9. A cellular network comprising:
- a plurality of first nodes configured to transmit a first data packet on a predetermined frequency;
  
  a first base station configured to receive signals transmitted on the predetermined frequency;
  
  a second base station locationally dispersed from the first base station and configured to receive signals transmitted on the predetermined frequency; and
  
  a data concentrator, wherein the plurality of first nodes are configured to transmit using a duty cycle of less than 0.1% and to transmit a unique identification parameter, the first base station and the second base station are arranged in a configuration such that a first coverage area of the first base station at least partially overlaps a second coverage area of the second base station, the first base station and the second base station each receive the first data packet transmitted by at least one of the plurality of first nodes, and the data concentrator is configured to collect the first data packet received by the first base station and the first data packet received by the second base station.
- View Dependent Claims (10, 11, 12, 13, 14, 15, 16, 17, 18, 19, 20, 21, 22, 23, 24, 25, 26, 27, 28, 29, 30)

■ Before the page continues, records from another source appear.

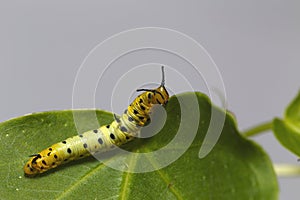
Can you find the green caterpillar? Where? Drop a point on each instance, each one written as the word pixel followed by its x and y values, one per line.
pixel 122 130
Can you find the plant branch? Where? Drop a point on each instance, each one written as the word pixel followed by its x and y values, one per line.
pixel 284 170
pixel 266 126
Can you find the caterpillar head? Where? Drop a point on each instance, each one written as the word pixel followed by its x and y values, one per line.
pixel 159 95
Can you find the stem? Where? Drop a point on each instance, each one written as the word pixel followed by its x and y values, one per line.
pixel 266 126
pixel 284 170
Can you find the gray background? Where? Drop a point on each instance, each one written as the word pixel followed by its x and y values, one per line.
pixel 255 44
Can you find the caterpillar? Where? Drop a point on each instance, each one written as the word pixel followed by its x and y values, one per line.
pixel 120 131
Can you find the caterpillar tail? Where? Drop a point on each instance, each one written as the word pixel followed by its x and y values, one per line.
pixel 122 130
pixel 91 142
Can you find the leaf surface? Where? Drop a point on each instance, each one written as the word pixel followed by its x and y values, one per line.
pixel 236 168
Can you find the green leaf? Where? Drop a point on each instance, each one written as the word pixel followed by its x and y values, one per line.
pixel 287 130
pixel 236 168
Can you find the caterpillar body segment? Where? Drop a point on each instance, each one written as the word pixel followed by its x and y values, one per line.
pixel 120 131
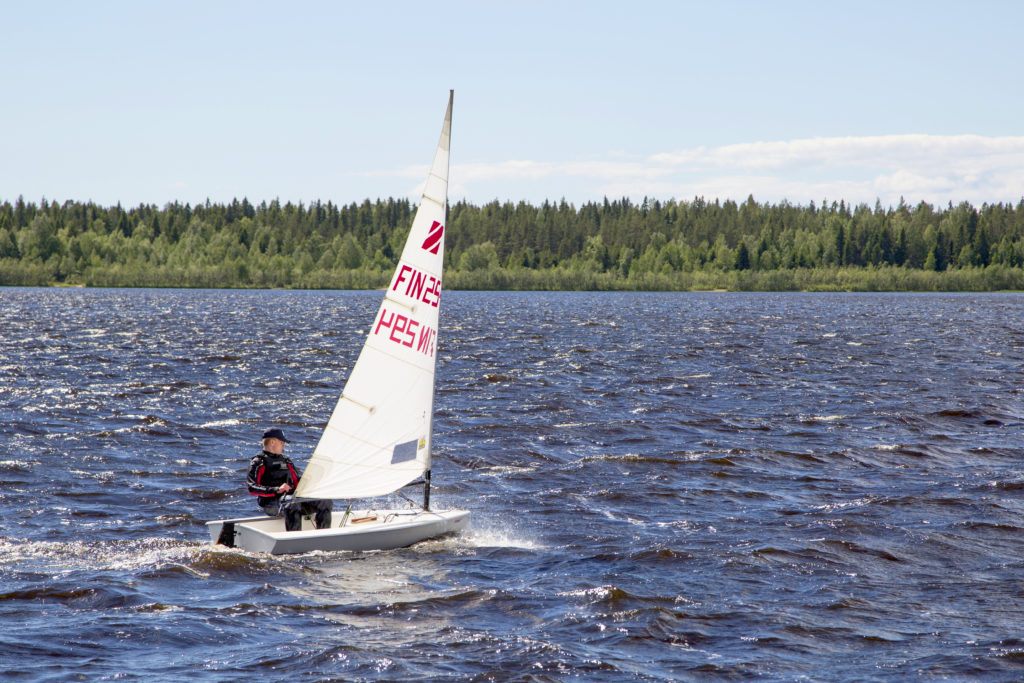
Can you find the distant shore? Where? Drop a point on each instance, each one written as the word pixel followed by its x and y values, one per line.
pixel 611 245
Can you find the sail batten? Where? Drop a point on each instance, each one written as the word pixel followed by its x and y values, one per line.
pixel 379 435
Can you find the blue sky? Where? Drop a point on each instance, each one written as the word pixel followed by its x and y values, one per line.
pixel 160 101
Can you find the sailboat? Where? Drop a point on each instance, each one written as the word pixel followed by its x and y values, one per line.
pixel 379 436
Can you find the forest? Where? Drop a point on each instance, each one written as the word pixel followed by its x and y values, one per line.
pixel 608 245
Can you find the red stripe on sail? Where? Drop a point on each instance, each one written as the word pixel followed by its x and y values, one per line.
pixel 433 241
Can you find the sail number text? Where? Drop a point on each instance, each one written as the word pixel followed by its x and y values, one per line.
pixel 403 330
pixel 419 286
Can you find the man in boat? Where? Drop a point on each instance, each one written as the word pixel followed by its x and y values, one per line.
pixel 271 476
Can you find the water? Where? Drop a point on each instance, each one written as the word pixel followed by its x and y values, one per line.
pixel 664 486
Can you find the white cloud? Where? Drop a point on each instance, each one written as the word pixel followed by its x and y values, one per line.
pixel 932 168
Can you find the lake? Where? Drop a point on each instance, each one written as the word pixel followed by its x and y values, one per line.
pixel 663 486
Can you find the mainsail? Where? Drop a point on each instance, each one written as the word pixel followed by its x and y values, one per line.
pixel 378 438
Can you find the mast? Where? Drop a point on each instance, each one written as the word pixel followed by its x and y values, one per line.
pixel 433 387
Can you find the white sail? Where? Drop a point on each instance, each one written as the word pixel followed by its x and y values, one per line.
pixel 378 438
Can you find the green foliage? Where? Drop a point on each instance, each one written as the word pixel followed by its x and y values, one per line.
pixel 612 245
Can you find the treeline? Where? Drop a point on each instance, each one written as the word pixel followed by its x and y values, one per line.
pixel 555 246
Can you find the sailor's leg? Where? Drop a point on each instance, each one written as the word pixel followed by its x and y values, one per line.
pixel 323 513
pixel 293 517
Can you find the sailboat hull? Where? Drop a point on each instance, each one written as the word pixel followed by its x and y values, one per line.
pixel 370 529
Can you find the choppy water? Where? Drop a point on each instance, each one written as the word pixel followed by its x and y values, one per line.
pixel 664 486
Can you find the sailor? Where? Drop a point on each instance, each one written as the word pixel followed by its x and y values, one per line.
pixel 271 476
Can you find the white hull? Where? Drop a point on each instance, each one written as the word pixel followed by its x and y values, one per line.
pixel 374 529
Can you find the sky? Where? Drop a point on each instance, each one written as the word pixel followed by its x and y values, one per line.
pixel 151 102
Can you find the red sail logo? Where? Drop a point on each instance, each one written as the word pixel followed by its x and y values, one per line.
pixel 433 241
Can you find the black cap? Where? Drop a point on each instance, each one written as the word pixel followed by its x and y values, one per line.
pixel 275 433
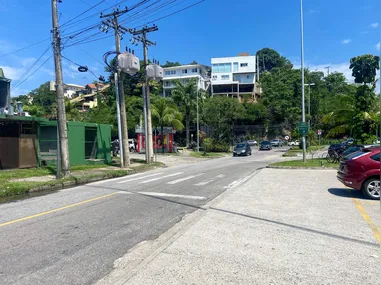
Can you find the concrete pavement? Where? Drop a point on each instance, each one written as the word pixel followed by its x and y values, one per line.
pixel 280 227
pixel 74 236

- - 10. The network of claim 9, wherein each of the plurality of first nodes is a transceiver, comprising:
    - a first mechanism configured to transmit a first signal including an encoded and modulated first original data stream, the first mechanism having a 2^P-state QAM submodulator configured to receive an original data stream and to produce an encoded data stream of symbols, a M-ary frequency shift keying modulator configured to receive the encoded data stream and to modulate each symbol as a P-length sequence of tones, each tone of the P-length sequence having a frequency corresponding to one of M frequencies, and each unique P-length sequence of tones corresponding to a respective unique symbol, and a mechanism for transmitting each of the P-length sequences of tones as the first signal; and
      
      a second mechanism configured to receive a second signal including an encoded and modulated second original data stream, the second mechanism being configured to incoherently demodulate the second signal and having a M-ary frequency shift keying demodulator configured to receive the second signal and to demodulate the second signal to produce a demodulated sequence of tones, each tone corresponding to one of the M frequencies, and a 2^P-state QAM subdemodulator configured to receive the demodulated sequence of tones, to correlate the demodulated sequence of tones into an encoded data stream of symbols, and to decode the encoded data stream of symbols to produce the second original data stream.

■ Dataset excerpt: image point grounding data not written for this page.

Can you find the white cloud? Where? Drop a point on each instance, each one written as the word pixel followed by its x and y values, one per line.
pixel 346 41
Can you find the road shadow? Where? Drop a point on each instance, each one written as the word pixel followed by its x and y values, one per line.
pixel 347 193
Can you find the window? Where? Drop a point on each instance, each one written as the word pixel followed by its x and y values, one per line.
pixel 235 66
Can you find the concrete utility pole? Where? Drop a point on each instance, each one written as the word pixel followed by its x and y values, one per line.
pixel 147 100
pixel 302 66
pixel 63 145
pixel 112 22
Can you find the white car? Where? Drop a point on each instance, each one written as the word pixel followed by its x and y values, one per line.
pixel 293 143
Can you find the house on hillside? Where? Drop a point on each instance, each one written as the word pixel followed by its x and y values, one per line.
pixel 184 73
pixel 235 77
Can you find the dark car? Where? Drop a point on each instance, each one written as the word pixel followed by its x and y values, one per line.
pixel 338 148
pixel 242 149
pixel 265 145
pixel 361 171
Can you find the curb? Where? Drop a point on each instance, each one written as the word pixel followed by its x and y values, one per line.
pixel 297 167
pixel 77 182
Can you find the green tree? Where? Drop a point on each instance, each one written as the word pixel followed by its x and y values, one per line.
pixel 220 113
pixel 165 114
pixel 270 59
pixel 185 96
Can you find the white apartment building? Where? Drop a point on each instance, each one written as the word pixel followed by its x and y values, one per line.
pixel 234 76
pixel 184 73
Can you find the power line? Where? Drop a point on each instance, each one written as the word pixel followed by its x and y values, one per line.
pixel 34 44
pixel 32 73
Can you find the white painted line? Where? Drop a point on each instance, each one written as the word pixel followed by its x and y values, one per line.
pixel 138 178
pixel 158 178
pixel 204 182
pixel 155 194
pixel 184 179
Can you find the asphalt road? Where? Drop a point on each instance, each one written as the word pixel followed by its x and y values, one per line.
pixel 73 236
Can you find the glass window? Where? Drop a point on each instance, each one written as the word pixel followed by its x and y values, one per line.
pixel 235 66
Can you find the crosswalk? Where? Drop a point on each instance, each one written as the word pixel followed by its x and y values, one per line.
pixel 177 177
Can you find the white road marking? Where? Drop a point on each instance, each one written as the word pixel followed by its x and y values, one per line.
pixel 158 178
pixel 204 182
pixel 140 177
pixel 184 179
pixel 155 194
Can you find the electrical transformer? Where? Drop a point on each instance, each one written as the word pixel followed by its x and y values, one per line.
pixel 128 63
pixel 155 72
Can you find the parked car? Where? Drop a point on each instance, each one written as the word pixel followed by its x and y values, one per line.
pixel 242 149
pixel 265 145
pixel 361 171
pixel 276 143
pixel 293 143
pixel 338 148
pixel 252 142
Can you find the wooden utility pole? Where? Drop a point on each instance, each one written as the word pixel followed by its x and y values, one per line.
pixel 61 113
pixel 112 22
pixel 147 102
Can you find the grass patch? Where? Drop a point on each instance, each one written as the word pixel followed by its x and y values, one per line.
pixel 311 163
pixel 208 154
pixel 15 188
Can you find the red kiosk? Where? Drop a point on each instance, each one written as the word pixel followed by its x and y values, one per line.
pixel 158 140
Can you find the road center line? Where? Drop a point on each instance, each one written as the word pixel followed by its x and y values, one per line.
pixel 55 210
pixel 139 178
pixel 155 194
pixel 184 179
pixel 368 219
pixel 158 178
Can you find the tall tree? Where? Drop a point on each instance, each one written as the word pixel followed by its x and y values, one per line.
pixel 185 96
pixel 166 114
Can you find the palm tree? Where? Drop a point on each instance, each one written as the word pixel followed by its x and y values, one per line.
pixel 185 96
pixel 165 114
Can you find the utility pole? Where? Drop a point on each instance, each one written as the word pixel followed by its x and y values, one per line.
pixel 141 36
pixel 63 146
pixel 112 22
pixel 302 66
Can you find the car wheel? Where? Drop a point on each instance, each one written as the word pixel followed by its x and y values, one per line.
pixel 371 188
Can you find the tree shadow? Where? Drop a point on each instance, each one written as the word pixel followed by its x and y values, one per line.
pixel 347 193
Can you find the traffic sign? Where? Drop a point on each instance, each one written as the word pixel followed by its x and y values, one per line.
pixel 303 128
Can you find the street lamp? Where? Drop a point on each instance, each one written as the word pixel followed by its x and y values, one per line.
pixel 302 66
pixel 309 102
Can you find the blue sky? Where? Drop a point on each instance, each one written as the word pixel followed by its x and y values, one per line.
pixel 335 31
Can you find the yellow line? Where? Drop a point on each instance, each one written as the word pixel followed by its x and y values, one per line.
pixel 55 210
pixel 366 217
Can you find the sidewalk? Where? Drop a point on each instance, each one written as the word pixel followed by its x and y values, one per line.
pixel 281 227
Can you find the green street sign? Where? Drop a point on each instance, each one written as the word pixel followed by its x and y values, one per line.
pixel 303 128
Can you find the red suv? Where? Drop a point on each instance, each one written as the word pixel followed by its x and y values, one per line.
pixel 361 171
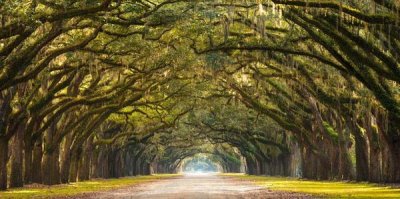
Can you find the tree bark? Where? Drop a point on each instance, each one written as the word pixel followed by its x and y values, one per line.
pixel 16 177
pixel 3 162
pixel 28 148
pixel 37 162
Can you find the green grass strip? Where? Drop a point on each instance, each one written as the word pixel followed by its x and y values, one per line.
pixel 77 188
pixel 326 189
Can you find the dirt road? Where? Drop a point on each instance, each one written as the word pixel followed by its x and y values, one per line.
pixel 195 186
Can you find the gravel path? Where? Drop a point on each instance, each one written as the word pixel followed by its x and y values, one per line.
pixel 194 186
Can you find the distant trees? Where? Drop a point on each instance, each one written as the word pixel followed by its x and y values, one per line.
pixel 106 88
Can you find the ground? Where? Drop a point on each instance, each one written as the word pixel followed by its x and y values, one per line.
pixel 195 186
pixel 205 186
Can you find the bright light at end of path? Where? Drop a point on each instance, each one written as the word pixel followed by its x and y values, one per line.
pixel 199 173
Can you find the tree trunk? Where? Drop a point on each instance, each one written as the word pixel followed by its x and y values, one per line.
pixel 374 149
pixel 16 177
pixel 362 167
pixel 50 168
pixel 394 147
pixel 37 162
pixel 3 162
pixel 28 148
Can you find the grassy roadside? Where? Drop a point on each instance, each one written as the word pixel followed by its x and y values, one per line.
pixel 328 189
pixel 79 187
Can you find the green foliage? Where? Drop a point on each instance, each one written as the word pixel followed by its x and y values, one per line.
pixel 325 189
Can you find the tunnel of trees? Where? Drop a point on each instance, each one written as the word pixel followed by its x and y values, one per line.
pixel 112 88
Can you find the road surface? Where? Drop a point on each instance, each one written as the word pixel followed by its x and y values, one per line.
pixel 194 186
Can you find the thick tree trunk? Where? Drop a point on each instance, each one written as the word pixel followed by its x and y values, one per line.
pixel 3 162
pixel 374 149
pixel 394 147
pixel 362 167
pixel 51 168
pixel 73 172
pixel 50 165
pixel 28 148
pixel 37 162
pixel 84 165
pixel 16 177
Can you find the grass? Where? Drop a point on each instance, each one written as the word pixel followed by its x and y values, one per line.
pixel 326 189
pixel 79 187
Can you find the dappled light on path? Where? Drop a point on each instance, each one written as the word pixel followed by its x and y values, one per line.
pixel 197 185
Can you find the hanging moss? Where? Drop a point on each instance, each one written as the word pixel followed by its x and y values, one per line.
pixel 331 131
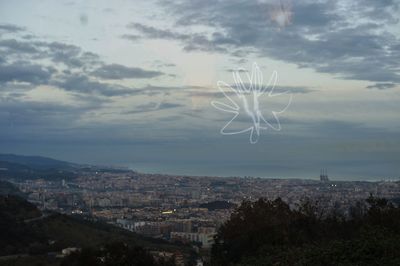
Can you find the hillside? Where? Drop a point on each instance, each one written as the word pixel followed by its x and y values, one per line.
pixel 36 162
pixel 27 232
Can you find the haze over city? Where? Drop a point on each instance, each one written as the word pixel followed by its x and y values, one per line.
pixel 131 83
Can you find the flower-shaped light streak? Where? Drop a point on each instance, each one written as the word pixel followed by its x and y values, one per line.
pixel 248 102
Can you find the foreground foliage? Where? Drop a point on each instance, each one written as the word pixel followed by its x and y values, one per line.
pixel 268 232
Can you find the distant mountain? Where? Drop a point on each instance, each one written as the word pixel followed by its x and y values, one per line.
pixel 6 188
pixel 17 171
pixel 37 162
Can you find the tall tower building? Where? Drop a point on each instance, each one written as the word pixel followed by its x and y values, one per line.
pixel 324 175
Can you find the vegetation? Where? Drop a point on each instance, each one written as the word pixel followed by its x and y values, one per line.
pixel 114 254
pixel 268 232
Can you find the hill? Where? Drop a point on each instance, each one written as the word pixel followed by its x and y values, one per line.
pixel 27 234
pixel 36 162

  - 11. The network of claim 9, wherein:
    - the plurality of first nodes are configured to transmit a first data packet on a predetermined frequency using a transmitter configured to transmit a frequency shift keying modulated signal having an imprecise modulation deviation, the signal including a short leader including a constant repeating symbol pattern, and the first and second base stations are each configured to receive signals transmitted on the predetermined frequency using a receiver, including a signal demodulator configured to convert the signal to a modulation domain signal, and a post detection theta-r trip detection mechanism configured to detect an acquisition of the short leader included in the modulation domain signal.
  - 12. The network of claim 9, wherein:
    - the plurality of first nodes are further configured to transmit at a plurality of preset frequencies, the predetermined frequency being one of the plurality of preset frequencies, the first base station and the second base station are further configured to receive at the plurality of preset frequencies, and each of the preset frequencies is a narrowband frequency channels.
  - 13. The network of claim 9, wherein:
    - the plurality of first nodes do not include a power control mechanism configured to adjust a transmission output power in response to a near/far problem.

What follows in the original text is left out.